A montage of images of Jupiter and its volcanic moon Io, taken by New Horizons during the spacecraft's Jupiter flyby in early 2007. The Jupiter image is an infrared color composite taken by the spacecraft's near-infrared imaging spectrometer, the Linear Etalon Imaging Spectral Array (LEISA). The prominent bluish-white oval is the Great Red Spot. The Io image (featuring a major eruption in progress on Io's night side, of the volcano Tvashtar) is an approximately true-color composite taken by the panchromatic Long-Range Reconnaissance Imager (LORRI), with color information provided by the 0.5 µm ("blue") and 0.9 µm ("methane") channels of the Multispectral Visible Imaging Camera (MVIC).
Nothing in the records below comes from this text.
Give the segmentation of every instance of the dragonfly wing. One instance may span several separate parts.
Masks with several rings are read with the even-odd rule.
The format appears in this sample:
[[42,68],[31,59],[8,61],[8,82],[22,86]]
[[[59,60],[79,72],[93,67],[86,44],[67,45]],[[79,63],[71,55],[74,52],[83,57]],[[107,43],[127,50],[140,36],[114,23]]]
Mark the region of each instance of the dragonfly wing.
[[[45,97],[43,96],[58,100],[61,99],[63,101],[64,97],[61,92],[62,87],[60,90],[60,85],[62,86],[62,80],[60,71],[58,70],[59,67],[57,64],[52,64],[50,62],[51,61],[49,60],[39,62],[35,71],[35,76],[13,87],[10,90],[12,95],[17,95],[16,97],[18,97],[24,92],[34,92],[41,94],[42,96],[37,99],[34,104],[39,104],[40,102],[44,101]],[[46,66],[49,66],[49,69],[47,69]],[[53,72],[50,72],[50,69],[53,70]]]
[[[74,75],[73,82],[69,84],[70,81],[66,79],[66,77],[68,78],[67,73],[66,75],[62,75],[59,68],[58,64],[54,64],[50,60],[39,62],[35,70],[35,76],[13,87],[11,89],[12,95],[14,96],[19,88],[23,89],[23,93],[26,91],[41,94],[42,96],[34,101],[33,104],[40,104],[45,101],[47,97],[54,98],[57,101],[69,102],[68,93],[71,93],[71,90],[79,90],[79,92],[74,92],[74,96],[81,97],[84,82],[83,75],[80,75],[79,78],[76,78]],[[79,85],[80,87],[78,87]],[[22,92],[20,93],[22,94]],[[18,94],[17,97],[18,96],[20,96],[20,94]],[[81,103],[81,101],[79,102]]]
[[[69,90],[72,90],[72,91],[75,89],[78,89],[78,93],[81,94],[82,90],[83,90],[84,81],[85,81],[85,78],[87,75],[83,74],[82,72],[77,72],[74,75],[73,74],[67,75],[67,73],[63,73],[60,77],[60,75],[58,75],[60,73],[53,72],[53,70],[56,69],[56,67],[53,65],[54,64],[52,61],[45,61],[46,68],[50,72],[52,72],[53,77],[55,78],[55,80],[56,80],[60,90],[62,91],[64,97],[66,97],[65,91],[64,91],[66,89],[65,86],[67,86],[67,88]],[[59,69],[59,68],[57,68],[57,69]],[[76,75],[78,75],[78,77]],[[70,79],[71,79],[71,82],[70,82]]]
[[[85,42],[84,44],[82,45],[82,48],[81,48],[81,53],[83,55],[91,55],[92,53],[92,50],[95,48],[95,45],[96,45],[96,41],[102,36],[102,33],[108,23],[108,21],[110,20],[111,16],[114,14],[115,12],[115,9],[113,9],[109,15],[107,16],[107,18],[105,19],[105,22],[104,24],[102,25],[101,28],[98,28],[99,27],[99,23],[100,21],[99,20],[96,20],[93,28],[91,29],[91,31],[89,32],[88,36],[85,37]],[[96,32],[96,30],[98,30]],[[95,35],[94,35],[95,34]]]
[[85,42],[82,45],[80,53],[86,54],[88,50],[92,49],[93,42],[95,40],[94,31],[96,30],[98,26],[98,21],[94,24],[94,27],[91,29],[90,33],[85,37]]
With its JunoCam citizen science instrument, NASA's Juno spacecraft captured this close-up view of the turbulent region just west of the Great Red Spot in the South Equatorial Belt, when the spacecraft was a mere 5,400 miles above Jupiter's cloudtops, on Dec. 11, 2016. Citizen scientist Sergey Dushkin produced the color processing.
A false-color image of Jupiter, taken with a mid-infrared filter at the Subaru Telescope in Hawaii on May 18, 2017. The Great Red Spot appears as a cold region bounded on its northwest by turbulent bands of gas that alternate warm and dry with cold and moist.
Following the Jupiter flyby, NASA released several images that had been taken by the JunoCam - low-resolution imagery processed by the public. This enhanced photo of the Great Red Spot was created by Roman Tkachenko.
A closeup of the Great Red Spot processed by Roman Tkachenko.
A detail of the Great Red Spot enhanced by Seán Doran.
This enhanced-color image of the Great Red Spot was created by citizen scientist Gerald Eichstädt using data from the JunoCam imager. The image was taken as Juno was about 6,130 miles above the planet's cloud layer.